Setelah mendengar pemaparan Aira, Theia ingin pula berjumpa dengan Ibu Bumi, tetapi tidak ingin bertemu malaikat mana pun, terutama yang asli. Ia mungkin mati jika harus bersitatap dengan sesosok makhluk yang wujudnya bahkan sanggup melelehkan realitas, tetapi ia juga dapat membayangkan keindahannya. Barangkali bukan keindahan yang membawa ketenteraman, melainkan sesuatu yang menciptakan ketakjuban di dalam dada, seperti hewan-hewan di laut dalam yang tidak tentu bentuknya, misterius, dan aneh, tetapi setiap kali memandangnya, Theia tidak dapat tidak mengaguminya. Para penulis film sci-fi harusnya tidak perlu jauh-jauh mencari inspirasi. ebagian film sains fiksi masih menggambarkan alien sebagai sosok yang lebih kurang menyerupai manusia—dengan dua tangan dan dua kaki, bahkan dengan lima jari di masing-masing tangan dan kakinya, serta bentuk yang berbeda sedikit dengan manusia tetapi pada dasarnya masih terkesan humanoid.

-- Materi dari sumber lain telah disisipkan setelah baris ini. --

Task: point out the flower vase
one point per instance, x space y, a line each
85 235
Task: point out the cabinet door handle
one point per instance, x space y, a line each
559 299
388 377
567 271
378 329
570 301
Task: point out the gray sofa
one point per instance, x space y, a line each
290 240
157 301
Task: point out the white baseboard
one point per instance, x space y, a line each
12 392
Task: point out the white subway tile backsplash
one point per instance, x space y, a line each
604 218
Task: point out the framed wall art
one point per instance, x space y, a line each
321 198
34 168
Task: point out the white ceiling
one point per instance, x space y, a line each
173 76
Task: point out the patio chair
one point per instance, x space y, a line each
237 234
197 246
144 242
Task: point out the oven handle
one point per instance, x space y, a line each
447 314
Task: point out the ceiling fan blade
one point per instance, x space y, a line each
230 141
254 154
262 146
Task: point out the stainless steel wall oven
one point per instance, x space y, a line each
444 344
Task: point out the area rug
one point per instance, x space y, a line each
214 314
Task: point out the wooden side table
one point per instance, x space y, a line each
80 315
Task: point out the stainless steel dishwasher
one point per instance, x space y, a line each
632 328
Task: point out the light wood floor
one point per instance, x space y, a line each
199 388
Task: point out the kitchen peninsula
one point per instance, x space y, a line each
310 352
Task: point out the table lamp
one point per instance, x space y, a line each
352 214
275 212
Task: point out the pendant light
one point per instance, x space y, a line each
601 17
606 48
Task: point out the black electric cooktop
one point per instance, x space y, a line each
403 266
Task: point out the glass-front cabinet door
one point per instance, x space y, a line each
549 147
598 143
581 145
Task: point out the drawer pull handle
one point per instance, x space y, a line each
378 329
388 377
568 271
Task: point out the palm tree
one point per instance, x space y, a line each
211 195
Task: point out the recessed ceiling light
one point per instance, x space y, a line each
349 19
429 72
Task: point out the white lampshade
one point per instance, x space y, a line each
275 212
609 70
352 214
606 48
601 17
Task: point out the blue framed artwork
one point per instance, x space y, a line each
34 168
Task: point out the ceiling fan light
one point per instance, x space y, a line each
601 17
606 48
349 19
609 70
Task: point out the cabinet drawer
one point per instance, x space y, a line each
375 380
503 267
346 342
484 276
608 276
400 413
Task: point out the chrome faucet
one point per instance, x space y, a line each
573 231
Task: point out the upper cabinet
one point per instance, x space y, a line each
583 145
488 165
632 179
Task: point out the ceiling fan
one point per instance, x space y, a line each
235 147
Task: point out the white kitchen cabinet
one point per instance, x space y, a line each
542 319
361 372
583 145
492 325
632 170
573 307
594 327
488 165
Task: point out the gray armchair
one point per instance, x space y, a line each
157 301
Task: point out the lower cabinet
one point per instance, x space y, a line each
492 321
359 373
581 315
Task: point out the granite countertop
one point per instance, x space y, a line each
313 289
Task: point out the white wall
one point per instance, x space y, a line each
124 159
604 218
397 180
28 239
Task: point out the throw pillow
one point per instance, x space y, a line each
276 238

Lalu, seperti apa wujud Ibu? Apakah ia sama seperti gambaran Gaia di buku-buku mitologi? Theia berharap Ibu Bumi sama sekali berbeda dengan manusia, barangkali lebih mirip hewan-hewan yang tidak terjelaskan. Tetapi ketika ia menanyakannya kepada Aira, ia mendapat jawaban yang tidak terlalu mengesankan. Anehnya, ia tidak kecewa sama sekali.

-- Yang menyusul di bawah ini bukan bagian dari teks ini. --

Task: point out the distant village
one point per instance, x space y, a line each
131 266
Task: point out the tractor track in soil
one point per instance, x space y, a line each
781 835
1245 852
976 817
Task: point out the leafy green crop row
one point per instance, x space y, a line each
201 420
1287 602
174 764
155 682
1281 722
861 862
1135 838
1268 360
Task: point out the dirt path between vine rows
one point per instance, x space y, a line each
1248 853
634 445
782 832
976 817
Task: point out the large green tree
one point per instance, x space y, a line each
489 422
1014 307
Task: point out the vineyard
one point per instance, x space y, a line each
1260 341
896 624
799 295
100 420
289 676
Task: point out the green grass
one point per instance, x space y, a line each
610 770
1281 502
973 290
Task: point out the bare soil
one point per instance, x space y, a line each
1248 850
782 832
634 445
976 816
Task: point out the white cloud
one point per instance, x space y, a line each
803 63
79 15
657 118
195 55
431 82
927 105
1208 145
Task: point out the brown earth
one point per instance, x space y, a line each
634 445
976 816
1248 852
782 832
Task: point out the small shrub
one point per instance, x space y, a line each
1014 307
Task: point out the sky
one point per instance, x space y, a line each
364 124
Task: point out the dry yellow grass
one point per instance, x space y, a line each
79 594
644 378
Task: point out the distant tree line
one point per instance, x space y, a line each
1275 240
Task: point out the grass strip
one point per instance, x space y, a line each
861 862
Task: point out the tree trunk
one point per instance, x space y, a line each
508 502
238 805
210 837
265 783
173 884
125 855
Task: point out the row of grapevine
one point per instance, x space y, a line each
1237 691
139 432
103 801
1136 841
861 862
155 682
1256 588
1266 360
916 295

Menurut Aira, sang Ibu sering mengenakan gaun panjang berwarna gading. Rambutnya sebahu dan berwarna kecokelatan—seperti rambutmu, tambahnya sambil melirik Theia. Ia tinggal di sebuah gua di ujung dunia yang selalu tertutup salju, satu-satunya ranah yang belum dinodai jejak kaki manusia. Tetapi bukan gua stalaktit miliknya—gambaran itu, kata Aira, terlalu romantis.

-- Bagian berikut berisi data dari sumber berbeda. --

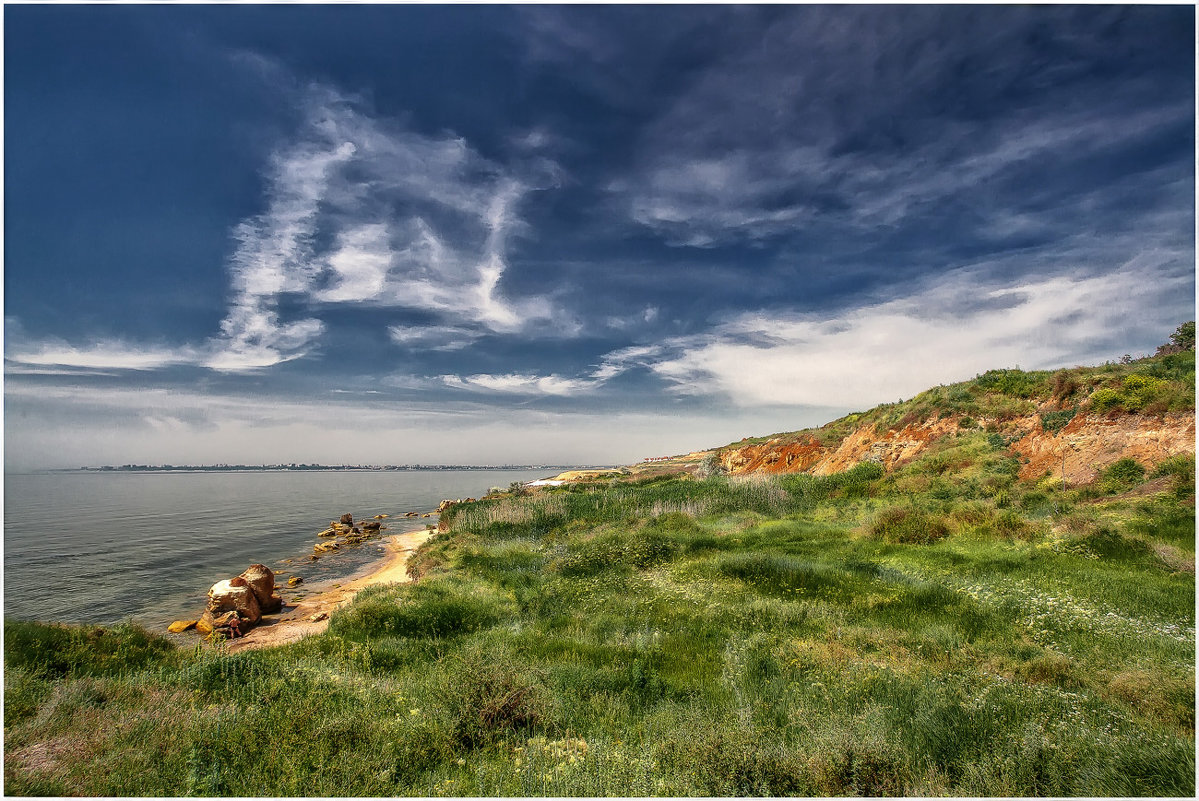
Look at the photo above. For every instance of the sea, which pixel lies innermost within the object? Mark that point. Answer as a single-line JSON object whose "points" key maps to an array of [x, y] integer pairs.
{"points": [[107, 547]]}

“Ia mirip dengan semua perempuan di dunia,” lanjut Aira. “Ia seperti pantulan wajah yang kita lihat di permukaan sungai nan tenang. Setiap kali kita bercermin, kita sebenarnya sedang bersitatap dengannya. Ia serupa denganmu, Theia. Juga denganku. Pun dengan Peri.”
Theia terkejut. “Jadi kamu mengenal Peri juga?”
“O, tentu.” Aira tertawa kecil. “Aku malaikat maut. Aku kenal semua orang di desa ini. Tetapi tidak sepertimu, ia tidak bisa melihatku. Sebenarnya hanya sedikit yang bisa—selain kamu dan hantu-hantu, ada juga beberapa manusia lain. Aneh sekali, para hewan selalu mampu melihatku. Sejak aku menjadi malaikat maut, aku jadi tidak kasatmata, seperti hantu—padahal dulu tidak.”
Ia berhenti sejenak, menendang bulir padi kering yang menempel di pematang.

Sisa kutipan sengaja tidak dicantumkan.